Lenders working harder to help GIs keep homes
Since 2005, I have served as president of the Housing Policy Council, a trade group focused on national policy issues affecting the mortgage industry. Earlier in my career, I was a submarine officer in the Navy and later had the honor of serving as secretary of the Navy. On an early visit to a naval base as secretary in 1994, I got a firsthand look at the essential quality-of-life issues facing our young servicemembers and their families.
My wife, Margaret, and I were in Hawaii for a routine visit to military installations. Margaret spent these trips visiting with military families and observing life on the bases. On this trip, what Margaret saw left her on the verge of tears. One enlisted sailor’s base housing was so dilapidated with a leaky roof that you could see through to the sky. Housing conditions were similar throughout the base and across the ranks. Margaret and I knew that servicemembers and their families deserved better. We vowed to do something about it upon returning to Washington.
Shortly after I met with Defense Secretary Bill Perry and presented him with these facts: Sailors and Marines were in need of our help, and they deserved to have decent housing. He recognized this as a priority, and we were able to designate $100 million dollars to be spent over the next two years to improve military family housing.
Nothing made me more proud. A home is a sanctuary and the foundation of family life.
Twenty years later, many active-duty servicemembers are now in need of a different type of assistance. Frequent station transfers — particularly in times of war — coupled with the economic downturn have created mounting financial stress on military families. The Servicemembers Civil Relief Act (SCRA) is a law intended to minimize financial stress on servicemembers while they are on active duty, including providing protections from foreclosure, capping interest rates at 6 percent to debt incurred prior to active service and protection from the filing of default judgments.

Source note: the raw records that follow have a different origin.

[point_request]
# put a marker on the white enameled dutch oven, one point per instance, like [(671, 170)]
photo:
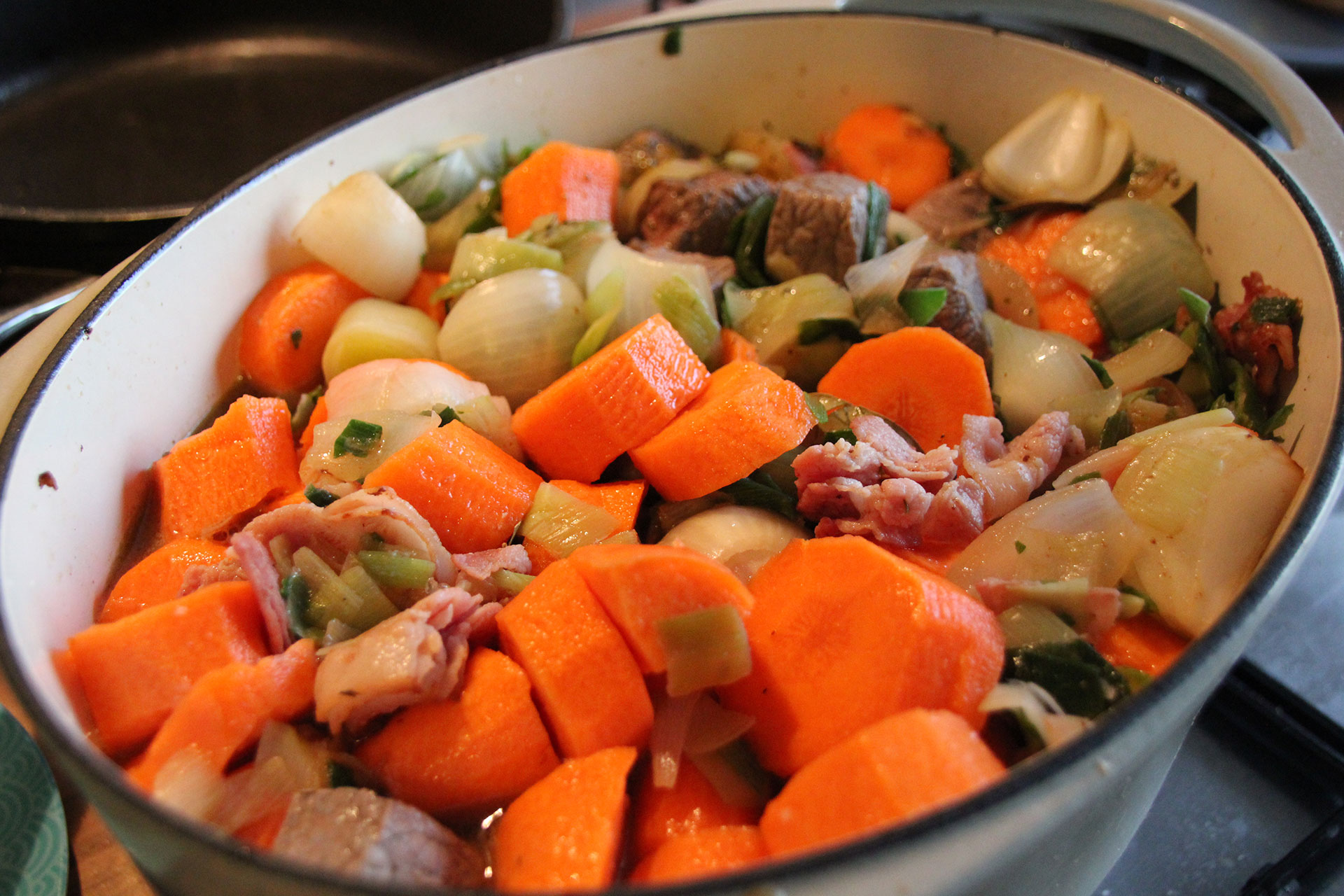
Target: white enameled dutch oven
[(153, 351)]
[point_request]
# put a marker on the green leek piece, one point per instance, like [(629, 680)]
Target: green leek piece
[(680, 304), (1030, 624), (358, 438), (705, 649), (923, 305), (394, 570), (603, 307), (562, 523)]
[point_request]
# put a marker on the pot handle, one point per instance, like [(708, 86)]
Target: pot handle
[(1315, 144)]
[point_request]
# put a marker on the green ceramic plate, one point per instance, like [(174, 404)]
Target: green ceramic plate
[(34, 855)]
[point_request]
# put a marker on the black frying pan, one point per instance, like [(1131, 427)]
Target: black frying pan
[(118, 117)]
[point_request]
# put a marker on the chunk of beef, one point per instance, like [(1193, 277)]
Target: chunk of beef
[(953, 210), (651, 147), (964, 314), (818, 227), (695, 216), (720, 267), (356, 832)]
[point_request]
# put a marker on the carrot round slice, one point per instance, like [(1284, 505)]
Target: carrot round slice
[(564, 834), (843, 634), (918, 377), (904, 766)]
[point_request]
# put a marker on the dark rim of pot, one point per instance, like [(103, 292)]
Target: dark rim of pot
[(784, 871)]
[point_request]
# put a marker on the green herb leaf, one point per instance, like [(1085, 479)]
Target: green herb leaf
[(321, 498), (1196, 305), (1100, 370), (358, 438), (923, 305)]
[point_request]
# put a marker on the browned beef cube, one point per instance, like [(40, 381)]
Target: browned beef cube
[(695, 216), (818, 227), (358, 832)]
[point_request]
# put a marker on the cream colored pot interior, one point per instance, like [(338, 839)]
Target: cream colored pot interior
[(151, 365)]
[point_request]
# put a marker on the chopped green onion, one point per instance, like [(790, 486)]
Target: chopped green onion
[(394, 570), (321, 498), (358, 438), (1100, 370), (1196, 305), (923, 305), (680, 304)]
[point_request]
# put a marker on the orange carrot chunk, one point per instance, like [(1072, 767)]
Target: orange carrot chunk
[(159, 577), (638, 584), (891, 147), (226, 710), (286, 327), (748, 415), (564, 834), (211, 479), (843, 634), (561, 179), (702, 853), (468, 488), (422, 295), (470, 755), (584, 676), (904, 766), (1142, 643), (134, 671), (615, 400), (691, 805), (918, 377)]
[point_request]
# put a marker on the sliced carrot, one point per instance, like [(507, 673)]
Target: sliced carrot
[(286, 327), (918, 377), (564, 834), (638, 584), (737, 347), (1142, 643), (211, 479), (843, 634), (136, 669), (622, 500), (748, 415), (1062, 305), (575, 183), (315, 419), (584, 676), (615, 400), (422, 295), (468, 488), (902, 766), (891, 147), (226, 710), (468, 755), (702, 853), (691, 805), (158, 578)]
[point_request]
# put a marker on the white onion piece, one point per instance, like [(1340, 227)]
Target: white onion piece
[(1034, 370), (371, 330), (1075, 532), (1155, 355), (643, 276), (885, 274), (1210, 500), (1066, 150), (1133, 257), (515, 332), (667, 739), (742, 539), (363, 229), (398, 384)]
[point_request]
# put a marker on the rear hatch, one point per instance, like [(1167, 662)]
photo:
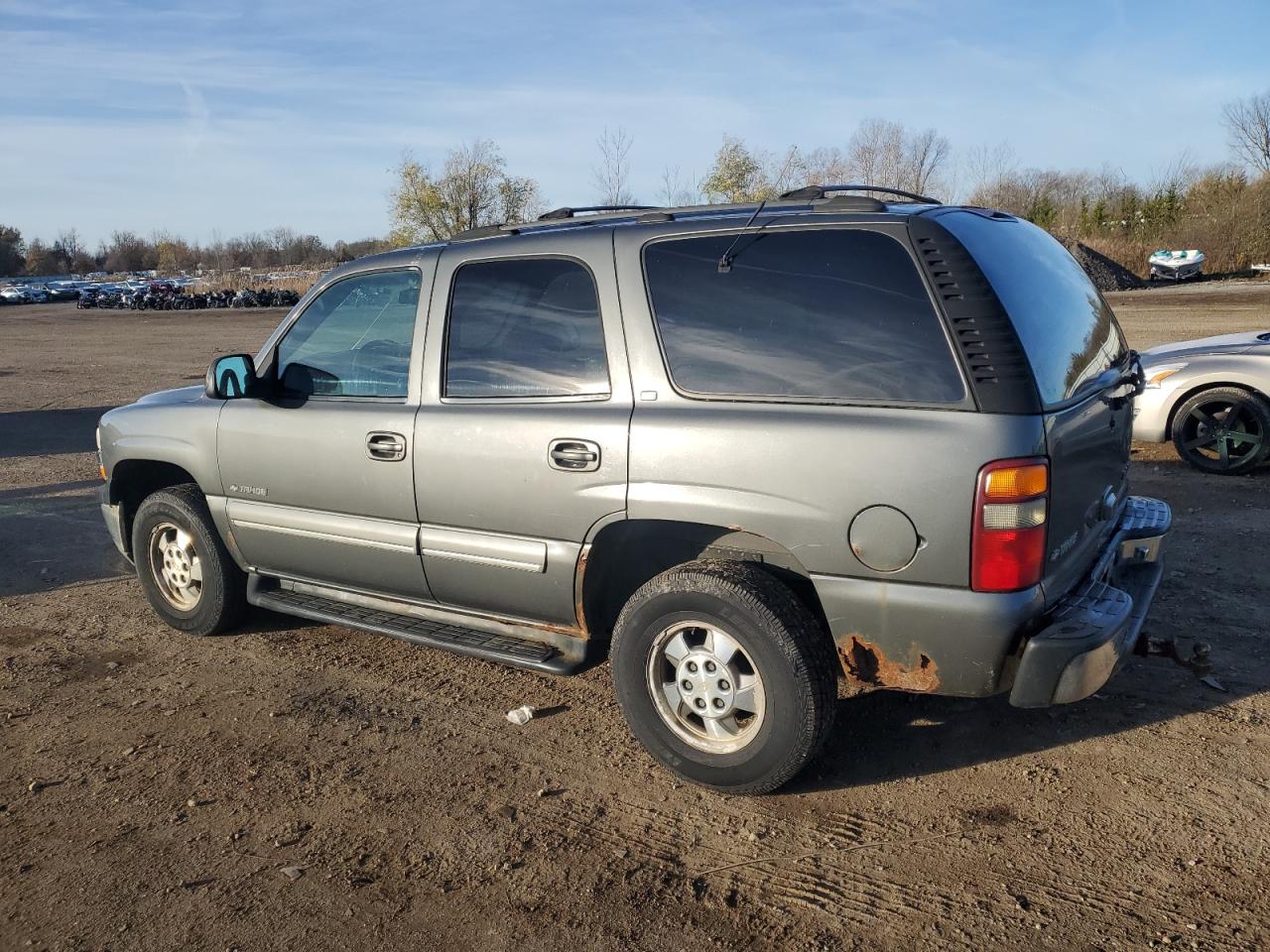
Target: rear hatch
[(1080, 362)]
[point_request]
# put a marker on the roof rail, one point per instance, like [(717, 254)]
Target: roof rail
[(813, 191), (485, 231), (567, 212)]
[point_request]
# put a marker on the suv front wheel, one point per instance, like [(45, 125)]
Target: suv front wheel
[(724, 675), (183, 566)]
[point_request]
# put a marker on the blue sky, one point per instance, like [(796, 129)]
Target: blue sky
[(234, 117)]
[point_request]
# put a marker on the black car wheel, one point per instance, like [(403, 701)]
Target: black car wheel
[(1222, 430)]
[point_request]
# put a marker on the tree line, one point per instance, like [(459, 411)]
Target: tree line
[(1223, 209), (171, 254)]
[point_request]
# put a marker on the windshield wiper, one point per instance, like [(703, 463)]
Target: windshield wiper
[(728, 257)]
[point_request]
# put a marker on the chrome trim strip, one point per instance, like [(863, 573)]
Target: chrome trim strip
[(326, 536), (484, 560)]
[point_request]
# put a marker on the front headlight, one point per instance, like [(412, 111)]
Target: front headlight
[(1156, 376)]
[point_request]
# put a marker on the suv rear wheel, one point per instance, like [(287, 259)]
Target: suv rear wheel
[(724, 675), (1222, 430), (183, 566)]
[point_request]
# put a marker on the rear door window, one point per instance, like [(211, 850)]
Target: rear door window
[(1066, 327), (828, 313), (525, 327)]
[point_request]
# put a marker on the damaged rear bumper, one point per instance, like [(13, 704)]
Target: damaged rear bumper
[(1091, 631)]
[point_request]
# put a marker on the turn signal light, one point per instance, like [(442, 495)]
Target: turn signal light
[(1007, 543), (1016, 481)]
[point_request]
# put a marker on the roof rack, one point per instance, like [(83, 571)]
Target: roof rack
[(567, 212), (813, 191)]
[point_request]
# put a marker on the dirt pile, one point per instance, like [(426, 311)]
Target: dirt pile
[(1105, 273)]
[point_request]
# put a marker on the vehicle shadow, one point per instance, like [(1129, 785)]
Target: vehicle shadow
[(49, 431), (53, 536), (887, 735)]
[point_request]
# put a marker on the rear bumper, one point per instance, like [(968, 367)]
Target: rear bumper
[(1091, 631)]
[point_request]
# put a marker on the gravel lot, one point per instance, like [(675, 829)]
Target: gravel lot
[(299, 785)]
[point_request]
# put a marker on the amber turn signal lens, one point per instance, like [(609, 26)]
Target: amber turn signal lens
[(1016, 481)]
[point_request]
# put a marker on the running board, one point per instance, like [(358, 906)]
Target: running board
[(503, 649)]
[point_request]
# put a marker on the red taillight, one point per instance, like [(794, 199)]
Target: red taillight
[(1007, 544)]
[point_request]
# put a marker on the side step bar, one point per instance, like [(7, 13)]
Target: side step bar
[(503, 649)]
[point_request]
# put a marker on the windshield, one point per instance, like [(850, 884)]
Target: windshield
[(1066, 327)]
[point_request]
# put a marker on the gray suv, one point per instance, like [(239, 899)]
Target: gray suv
[(743, 451)]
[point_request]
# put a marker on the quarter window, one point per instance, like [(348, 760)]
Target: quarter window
[(353, 339), (525, 327), (830, 313)]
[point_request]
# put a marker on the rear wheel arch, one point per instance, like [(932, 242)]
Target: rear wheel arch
[(626, 553), (132, 480)]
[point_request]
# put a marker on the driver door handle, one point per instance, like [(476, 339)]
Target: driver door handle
[(385, 445)]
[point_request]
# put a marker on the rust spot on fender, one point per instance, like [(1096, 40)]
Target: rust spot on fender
[(578, 588), (866, 662)]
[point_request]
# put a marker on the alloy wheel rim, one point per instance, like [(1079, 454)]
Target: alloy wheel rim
[(706, 687), (176, 566), (1223, 433)]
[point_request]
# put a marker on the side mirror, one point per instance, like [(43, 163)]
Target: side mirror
[(231, 377)]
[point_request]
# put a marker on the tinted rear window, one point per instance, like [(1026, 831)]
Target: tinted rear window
[(826, 313), (1066, 327)]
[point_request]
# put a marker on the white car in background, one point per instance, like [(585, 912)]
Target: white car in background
[(1210, 398)]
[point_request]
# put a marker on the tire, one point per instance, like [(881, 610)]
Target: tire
[(180, 517), (779, 642), (1223, 430)]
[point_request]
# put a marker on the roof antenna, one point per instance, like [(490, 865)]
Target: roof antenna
[(728, 257)]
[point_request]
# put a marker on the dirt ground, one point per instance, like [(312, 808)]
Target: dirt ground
[(302, 785)]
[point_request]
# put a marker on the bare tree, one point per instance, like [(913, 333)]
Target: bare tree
[(68, 241), (611, 177), (876, 153), (925, 154), (472, 190), (676, 190), (884, 153), (1248, 125)]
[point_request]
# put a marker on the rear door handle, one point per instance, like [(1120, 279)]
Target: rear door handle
[(572, 454), (385, 445)]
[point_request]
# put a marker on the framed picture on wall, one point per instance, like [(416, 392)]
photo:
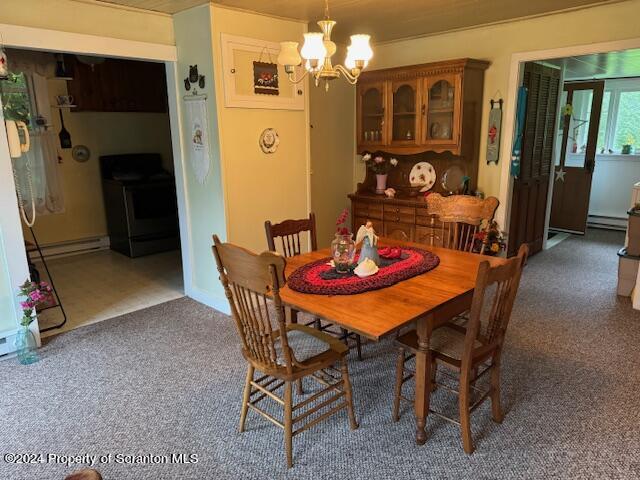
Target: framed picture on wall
[(251, 76)]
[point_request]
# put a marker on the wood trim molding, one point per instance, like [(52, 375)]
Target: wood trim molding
[(55, 40), (423, 70)]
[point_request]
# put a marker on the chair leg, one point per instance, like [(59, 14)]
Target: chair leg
[(288, 434), (496, 408), (245, 397), (348, 393), (465, 414), (434, 372), (344, 336), (398, 391)]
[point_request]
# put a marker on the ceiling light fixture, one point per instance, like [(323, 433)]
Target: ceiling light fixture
[(317, 51)]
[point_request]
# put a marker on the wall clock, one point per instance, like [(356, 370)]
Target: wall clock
[(269, 140), (81, 153)]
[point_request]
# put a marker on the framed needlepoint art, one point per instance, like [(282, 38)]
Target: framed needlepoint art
[(251, 76)]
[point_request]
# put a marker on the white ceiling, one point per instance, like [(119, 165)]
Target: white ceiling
[(601, 65), (386, 19)]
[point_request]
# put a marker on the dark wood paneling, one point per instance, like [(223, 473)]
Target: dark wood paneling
[(117, 86), (529, 200)]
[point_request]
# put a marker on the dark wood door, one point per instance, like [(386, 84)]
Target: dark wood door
[(530, 188), (575, 158)]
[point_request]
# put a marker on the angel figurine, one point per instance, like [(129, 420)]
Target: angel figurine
[(367, 235)]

Because more servicemembers are facing financial difficulties, the member companies of The Financial Services Roundtable and the Housing Policy Council recognized that they have to strengthen and expand their efforts to assist their military customers. They understand that they must not only meet the requirements of SCRA, but work to provide better overall services. Several of our member companies have proactively instituted military customer service units that are led and staffed by veterans, developed military-specific products and services, and established SCRA compliance departments to better coordinate across all business lines. Our members are committed to strengthening their focus on issues facing servicemembers, including compliance with SCRA.
In order to ensure that a servicemember receives certain benefits, the SCRA requires servicemembers to inform their financial services company of their active-duty status and submit official military orders. At the same time, companies should and are strengthening their efforts to communicate with their military customers and help to ensure SCRA coverage.
Working with stakeholders such as the Department of Defense and the Office of Servicemember Affairs at the Consumer Financial Protection Bureau (CFPB), our members have established a working group to anticipate and address distinct military customer hardships and improve compliance with SCRA.
First, a military customer service Web page has been created at www.fsround.org that provides toll-free phone numbers and military customer service products and programs offered by many of our member companies.
Second, to speed identification of SCRA-eligible servicemembers, our members have worked with the DOD to create a one-page active-duty short form that captures key active-duty status information to convey to their financial services company. Implementation of the form is under way. I urge active-duty servicemembers to inquire with their personal financial managers for details on the form.
Third, the Housing Policy Council is the founder of the HOPE NOW Alliance, a nonprofit foreclosure-prevention and education organization made up of mortgage servicers, nonprofit housing counselors, investors and other mortgage market participants. HOPE NOW has added servicemember issues as a top priority and is working closely with DOD and the CFPB to conduct military outreach events, held on bases, to communicate and educate foreclosure-prevention and housing workout options available to military homeowners facing a permanent change of station.
Servicemembers and their families face distinct hardships but, through two-way communication and continued coordination, home life can be made easier. As I believed in 1994, I believe today that we can meet this distinct challenge, too.